Writers tend to live tortured lives. Especially the ones with Pulitzer prizes and Oprah stickers. Yet, the ones that sit on the bookshelves are the ones who came out on top. The ones who survived when they shouldn't have. The ones who were where I am before they received those "best selling" stickers. They are my hope.

Once, I let my mother read some of my writing about what it was like growing up. She told me what I wrote was full of lies but followed that statement up with, "I always knew you'd be famous one day." I know it is childish to cling to the hope of being on a bookshelf someday but if I didn't I would not survive.

People often say that when shit hit the fan in their lives that their world was torn into two halves: before and after. This was not the case for me. I was so young there was no before. If I had to cut everything up into before and after there would be so many pieces I would never be able to sort them.

I've only ever seen one glimpse of "before." When I went to Atlanta to visit my maternal family my uncle brought me a box of family photos to sort through. As I glazed over pictures of relatives I never knew I found a photo that made me stop dead in my tracks. It's a photo of a miniature me, maybe four years old. I'm on the beach in a blue and white swimsuit with lace around the middle. I am running away from the tide that is nipping at my heels. My curly hair is flying behind me, picked up by the wind. I have a giant grin on my face. It is before. Before everything fell apart. It is before my mother married that monster. I didn't know then the things I know now about the evils of money and men.

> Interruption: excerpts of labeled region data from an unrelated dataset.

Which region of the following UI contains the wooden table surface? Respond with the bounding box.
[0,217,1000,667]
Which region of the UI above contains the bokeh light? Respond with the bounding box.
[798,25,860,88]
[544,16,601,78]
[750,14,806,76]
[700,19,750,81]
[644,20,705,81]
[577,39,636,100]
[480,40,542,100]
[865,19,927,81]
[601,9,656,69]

It couldn't have been much later that he entered the scene but in other photos from that day you could never tell. My mother stands in one photo with her jeans rolled up to her mid calf with a pull over sweatshirt on. Her arms are cross against her chest and she's skinny. Healthy. My brother stands in the tide in a Tasmanian Devil shirt with his arms stretched wide as if the wind might pick him up and make him fly. I am in mid step towards my mother but looking back towards my brother. I can't see my mother's expression as her back is to the the camera but it's the three of us together not torn apart yet. My brother and I are both smiling.

My uncle says I was a happy baby. I was always small and carefree. I believed Jesus carried a magic wand that spit out love and happiness and world peace. I wanted to be an Academy award winning actress and veterinarian. I don't know this little girl; the one from before. I would like to but I know I never will. She is long since dead.

Kitten Lady says all the time that she doesn't know how someone like me could be homeless. It's simple really. When you don't have any family to fall back on you have nowhere to go when you become sick. One little mistake ruins your entire world, everything you've worked for.

All it took was for my body to form one little cyst. Only 3 centimeters in diameter. Three centimeters is all it took for everything to come crashing down because there was no home for me to go back to and get help. There was nowhere to turn.

It doesn't matter how lenient employers or teachers are. You can't make up three and a half weeks. You just can't. Especially in the journalism field. So what happens? You end up homeless with no before to go back to.